To begin with, if it’s not already, the mantra “clean, drain, dry” should be incorporated into the lifestyle of all river people.
That is, we should all make it a habit after leaving the river to clean our boats and fishing gear (preferably with warm, soapy water) drain our gear and let it dry before the next trip.
This is no small matter. Climate change is here, it’s impacting the Yellowstone River and it’s going to take our combined effort to preserve its health.
Officials with the Montana Department of Fish, Wildlife and Parks say fish die-offs and river closures will likely happen in the future, now that the microscopic parasite linked to the fish kill exists in the Yellowstone.
This pesky parasite causes Proliferative Kidney Disease, which wildlife biologists say ultimately caused the lion’s share of last year’s whitefish kill-off.
Boaters can take year-round precautions to battle PKD by following the “clean, drain, dry” guideline.
And it’s not just PKD we’re up against.
Invasive mussels were discovered last year in the Treasure State, and FWP has since created a new bureau tasked with managing the detection, prevention and control of the aquatic invasive species.
The state’s new Aquatic Invasive Species Bureau will operate in the agency’s Fisheries Division.
Here in Park County, local stakeholders value perhaps more than anyone moving forward the importance of a more comprehensive approach. That’s because last year’s closure had a significant impact on the community, and we want our friends and neighbors who make their living on the river to have stability and some sense of certainty for the future.
Since last year’s closure, representatives from Park County, the Livingston Area Chamber of Commerce, outfitters, FWP, anglers and other river users have been preparing to deal with PKD and the possibility of future river closures.
A number of public meetings on the topic are planned in the coming months, and anyone who believes they have something to contribute to the effort should make it a point to attend.
The first such event, a town hall meeting, is at 5 p.m. March 29 at the Park County Fairgrounds. Additional meetings are being organized on the issue.

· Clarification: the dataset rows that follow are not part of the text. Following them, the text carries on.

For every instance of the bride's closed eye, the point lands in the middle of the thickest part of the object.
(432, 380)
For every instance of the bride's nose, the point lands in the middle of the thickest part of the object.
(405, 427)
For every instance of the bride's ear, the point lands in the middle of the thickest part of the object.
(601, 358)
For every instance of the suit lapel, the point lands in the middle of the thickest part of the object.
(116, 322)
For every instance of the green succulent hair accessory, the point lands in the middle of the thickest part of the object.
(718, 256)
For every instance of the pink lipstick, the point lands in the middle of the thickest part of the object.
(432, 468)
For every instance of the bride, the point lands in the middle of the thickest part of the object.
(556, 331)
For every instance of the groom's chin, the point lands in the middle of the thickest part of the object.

The finger-pointing and frustration stemming from last year’s closure is understandable, to an extent. Tensions ran high in the weeks following the Aug. 19 closure of a 200-mile stretch of the Yellowstone.
Sections of the river were reopened in the following weeks, yet the final closure wasn’t lifted until Sept. 22.
Anglers, outfitters, ranchers and irrigators all have a long history of working together in Montana — a fact that, unfortunately, seemed slightly fractured during the closure.
That can’t be the case moving forward.
There’s much to be discussed in the coming months and years as we work to combat invasive species, not only on the Yellowstone but across Montana.
Now’s the time to plan on attending some of the upcoming meetings, get involved on the issue and work through the difficult discussions.